Si potrebbe obiettare che anche i predecessori di Giorgia Meloni (Renzi, Conte, Draghi) si sono presi l’intera posta, curandosi ben poco di accontentare gli avversari, rianimando così l’eterno tema della politica che dovrebbe, una volta per sempre, togliere le sue manacce dalla televisione pubblica come accade in altri paesi, vedi l’immancabile esempio virtuoso della Gran Bretagna con la sua leggendaria Bbc. Tutto molto sensato e molto auspicabile.

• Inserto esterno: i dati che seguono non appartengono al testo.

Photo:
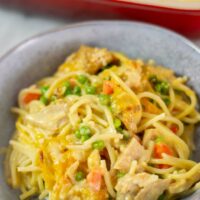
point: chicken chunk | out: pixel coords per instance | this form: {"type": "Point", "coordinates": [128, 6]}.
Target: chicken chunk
{"type": "Point", "coordinates": [183, 184]}
{"type": "Point", "coordinates": [134, 151]}
{"type": "Point", "coordinates": [50, 117]}
{"type": "Point", "coordinates": [89, 59]}
{"type": "Point", "coordinates": [153, 191]}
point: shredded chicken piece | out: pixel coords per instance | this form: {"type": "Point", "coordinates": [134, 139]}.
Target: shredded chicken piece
{"type": "Point", "coordinates": [139, 187]}
{"type": "Point", "coordinates": [153, 191]}
{"type": "Point", "coordinates": [182, 185]}
{"type": "Point", "coordinates": [89, 59]}
{"type": "Point", "coordinates": [134, 151]}
{"type": "Point", "coordinates": [50, 117]}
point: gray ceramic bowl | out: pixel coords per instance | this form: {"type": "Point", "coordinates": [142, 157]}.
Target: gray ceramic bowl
{"type": "Point", "coordinates": [40, 56]}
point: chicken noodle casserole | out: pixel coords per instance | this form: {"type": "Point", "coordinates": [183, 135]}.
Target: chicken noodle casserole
{"type": "Point", "coordinates": [105, 126]}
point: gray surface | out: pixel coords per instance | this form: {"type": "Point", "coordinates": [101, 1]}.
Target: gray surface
{"type": "Point", "coordinates": [17, 26]}
{"type": "Point", "coordinates": [40, 56]}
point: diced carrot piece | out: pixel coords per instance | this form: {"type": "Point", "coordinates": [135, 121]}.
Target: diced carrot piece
{"type": "Point", "coordinates": [107, 87]}
{"type": "Point", "coordinates": [72, 82]}
{"type": "Point", "coordinates": [94, 179]}
{"type": "Point", "coordinates": [159, 149]}
{"type": "Point", "coordinates": [30, 97]}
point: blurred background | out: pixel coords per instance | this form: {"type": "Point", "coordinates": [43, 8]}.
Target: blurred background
{"type": "Point", "coordinates": [21, 19]}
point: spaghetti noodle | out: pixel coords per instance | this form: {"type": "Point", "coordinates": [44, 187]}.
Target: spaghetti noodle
{"type": "Point", "coordinates": [105, 126]}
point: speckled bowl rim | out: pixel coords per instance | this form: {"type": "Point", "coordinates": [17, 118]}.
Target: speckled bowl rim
{"type": "Point", "coordinates": [159, 29]}
{"type": "Point", "coordinates": [97, 22]}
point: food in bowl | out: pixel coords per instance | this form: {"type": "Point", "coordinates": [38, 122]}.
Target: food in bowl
{"type": "Point", "coordinates": [105, 126]}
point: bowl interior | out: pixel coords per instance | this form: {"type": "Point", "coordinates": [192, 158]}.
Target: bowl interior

Eppure in questa ruvida contesa fatta di vendette e di “aventini”, con i suoi eroi celebrati e sconfitti (Fabio Fazio, Lucia Annunziata) c’è qualcosa di decadente, di scollegato dalla realtà.

Come se il televisore fosse ancora oggi quel totem attorno al quale ruota la vita domestica degli italiani o quel diabolico strumento di persuasione politica che denunciavano i sociologi del Nocevento. Non è più cosi da tempo.

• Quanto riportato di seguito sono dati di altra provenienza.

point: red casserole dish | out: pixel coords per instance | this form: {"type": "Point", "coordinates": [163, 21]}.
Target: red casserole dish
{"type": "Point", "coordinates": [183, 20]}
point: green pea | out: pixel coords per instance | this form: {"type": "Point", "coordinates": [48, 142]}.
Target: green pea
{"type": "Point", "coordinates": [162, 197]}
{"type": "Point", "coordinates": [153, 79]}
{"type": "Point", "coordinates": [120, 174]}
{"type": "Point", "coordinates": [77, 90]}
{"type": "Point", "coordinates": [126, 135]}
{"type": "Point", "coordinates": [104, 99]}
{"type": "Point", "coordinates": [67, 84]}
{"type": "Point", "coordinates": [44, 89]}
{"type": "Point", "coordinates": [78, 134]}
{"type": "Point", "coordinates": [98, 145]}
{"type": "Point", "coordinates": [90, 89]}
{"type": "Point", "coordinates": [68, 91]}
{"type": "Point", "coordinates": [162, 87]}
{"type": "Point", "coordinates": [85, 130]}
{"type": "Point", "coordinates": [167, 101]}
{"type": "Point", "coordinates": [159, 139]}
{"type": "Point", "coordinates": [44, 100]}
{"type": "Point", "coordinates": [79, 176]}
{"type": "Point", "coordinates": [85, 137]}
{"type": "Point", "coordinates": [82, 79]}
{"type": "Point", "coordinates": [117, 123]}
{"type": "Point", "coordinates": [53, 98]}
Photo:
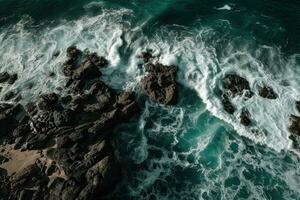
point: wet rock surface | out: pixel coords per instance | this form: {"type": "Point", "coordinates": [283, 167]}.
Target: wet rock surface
{"type": "Point", "coordinates": [159, 84]}
{"type": "Point", "coordinates": [234, 85]}
{"type": "Point", "coordinates": [266, 92]}
{"type": "Point", "coordinates": [73, 131]}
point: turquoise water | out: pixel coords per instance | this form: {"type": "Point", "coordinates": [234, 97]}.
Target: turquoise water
{"type": "Point", "coordinates": [193, 150]}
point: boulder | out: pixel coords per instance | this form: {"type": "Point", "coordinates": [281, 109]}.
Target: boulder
{"type": "Point", "coordinates": [227, 105]}
{"type": "Point", "coordinates": [146, 56]}
{"type": "Point", "coordinates": [245, 118]}
{"type": "Point", "coordinates": [87, 70]}
{"type": "Point", "coordinates": [4, 76]}
{"type": "Point", "coordinates": [160, 83]}
{"type": "Point", "coordinates": [266, 92]}
{"type": "Point", "coordinates": [295, 125]}
{"type": "Point", "coordinates": [237, 85]}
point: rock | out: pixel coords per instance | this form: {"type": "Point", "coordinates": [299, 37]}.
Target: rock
{"type": "Point", "coordinates": [86, 71]}
{"type": "Point", "coordinates": [266, 92]}
{"type": "Point", "coordinates": [12, 79]}
{"type": "Point", "coordinates": [3, 159]}
{"type": "Point", "coordinates": [73, 52]}
{"type": "Point", "coordinates": [295, 125]}
{"type": "Point", "coordinates": [97, 60]}
{"type": "Point", "coordinates": [4, 76]}
{"type": "Point", "coordinates": [298, 105]}
{"type": "Point", "coordinates": [227, 105]}
{"type": "Point", "coordinates": [245, 118]}
{"type": "Point", "coordinates": [236, 85]}
{"type": "Point", "coordinates": [48, 102]}
{"type": "Point", "coordinates": [160, 83]}
{"type": "Point", "coordinates": [146, 56]}
{"type": "Point", "coordinates": [9, 95]}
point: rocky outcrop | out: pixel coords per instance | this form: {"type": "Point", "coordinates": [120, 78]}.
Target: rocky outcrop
{"type": "Point", "coordinates": [159, 84]}
{"type": "Point", "coordinates": [266, 92]}
{"type": "Point", "coordinates": [8, 78]}
{"type": "Point", "coordinates": [245, 118]}
{"type": "Point", "coordinates": [73, 131]}
{"type": "Point", "coordinates": [234, 85]}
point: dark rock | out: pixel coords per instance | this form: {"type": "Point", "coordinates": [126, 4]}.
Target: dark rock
{"type": "Point", "coordinates": [266, 92]}
{"type": "Point", "coordinates": [245, 118]}
{"type": "Point", "coordinates": [56, 54]}
{"type": "Point", "coordinates": [236, 85]}
{"type": "Point", "coordinates": [48, 102]}
{"type": "Point", "coordinates": [97, 60]}
{"type": "Point", "coordinates": [146, 56]}
{"type": "Point", "coordinates": [64, 142]}
{"type": "Point", "coordinates": [298, 105]}
{"type": "Point", "coordinates": [3, 159]}
{"type": "Point", "coordinates": [160, 84]}
{"type": "Point", "coordinates": [295, 125]}
{"type": "Point", "coordinates": [51, 169]}
{"type": "Point", "coordinates": [87, 70]}
{"type": "Point", "coordinates": [9, 95]}
{"type": "Point", "coordinates": [73, 52]}
{"type": "Point", "coordinates": [4, 76]}
{"type": "Point", "coordinates": [227, 105]}
{"type": "Point", "coordinates": [12, 79]}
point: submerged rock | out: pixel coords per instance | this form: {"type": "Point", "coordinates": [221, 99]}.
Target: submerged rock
{"type": "Point", "coordinates": [79, 125]}
{"type": "Point", "coordinates": [227, 105]}
{"type": "Point", "coordinates": [160, 83]}
{"type": "Point", "coordinates": [9, 78]}
{"type": "Point", "coordinates": [4, 76]}
{"type": "Point", "coordinates": [146, 56]}
{"type": "Point", "coordinates": [236, 85]}
{"type": "Point", "coordinates": [245, 118]}
{"type": "Point", "coordinates": [295, 125]}
{"type": "Point", "coordinates": [266, 92]}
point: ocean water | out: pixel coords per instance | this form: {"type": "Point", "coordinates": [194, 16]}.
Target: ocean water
{"type": "Point", "coordinates": [193, 150]}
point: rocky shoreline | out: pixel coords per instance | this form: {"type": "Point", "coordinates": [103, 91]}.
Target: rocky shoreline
{"type": "Point", "coordinates": [235, 85]}
{"type": "Point", "coordinates": [60, 146]}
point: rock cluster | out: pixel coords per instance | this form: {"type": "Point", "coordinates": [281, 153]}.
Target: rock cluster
{"type": "Point", "coordinates": [8, 78]}
{"type": "Point", "coordinates": [73, 131]}
{"type": "Point", "coordinates": [235, 85]}
{"type": "Point", "coordinates": [159, 83]}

Basta osservare le statistiche dell’ultimo decennio: la fuga dalla tv generalista (e dalla tv in generale) è un processo inarrestabile, con il solo 2020 come annata in controtendenza a causa del lockdown. Meno di otto milioni di spettatori di media giornaliera nel 2022, tre milioni in meno rispetto al 2018, cinque in meno dal 2012. Se si corre più indietro con lo sguardo agli anni 80-90 il paragone è addirittura impietoso con una perdita di spettatori di oltre l’80%.

Un altro dato emblematico è la media di età dei telespettatori italiani: 57 anni, ciò significa che per i giovani (millenial e generazione Z) la tv è poco più di un cimelio che in pochi anni avrà lo stesso esotico appeal del grammofono dei nostri nonni. L’esplosione delle piattaforme streaming con i loro cataloghi on demand, l’informazione online, le testate digitali, i social network, hanno poi completamente rivoluzionato il paesaggio dell’offerta televisiva, innestandosi ai nuovi supporti, tablet, smartphone, pc.

Pensare di poter contrapporre i vecchi carrozzoni della tv di Stato al vorticoso proliferare di contenuti video sul web oltre a essere illusorio è quasi patetico. Per questo la bulimica e rancorosa occupazione delle poltrone da parte della maggioranza e le indignate proteste dell’opposizione che grida al minculpop sono passaggi un conflitto autoreferenziale. Animata dall’idea che chi occupa Viale Mazzini conquisti automaticamente nuovi elettori; il trionfo di Giorgia Meloni dello scorso autunno con una Rai tutta draghiana sta lì a smentire l’assioma.

I Tg e i talk show ormai non spostano più un solo voto, gli italiani si informano per conto loro e scelgono per conto loro, peraltro bruciando in fretta più di un leader. Il giro di nomine di questi giorni è solo un modo di distribuire favori e potere agli amici e di vendicarsi dei nemici. Uno spettacolo decadente per una guerra del secolo scorso.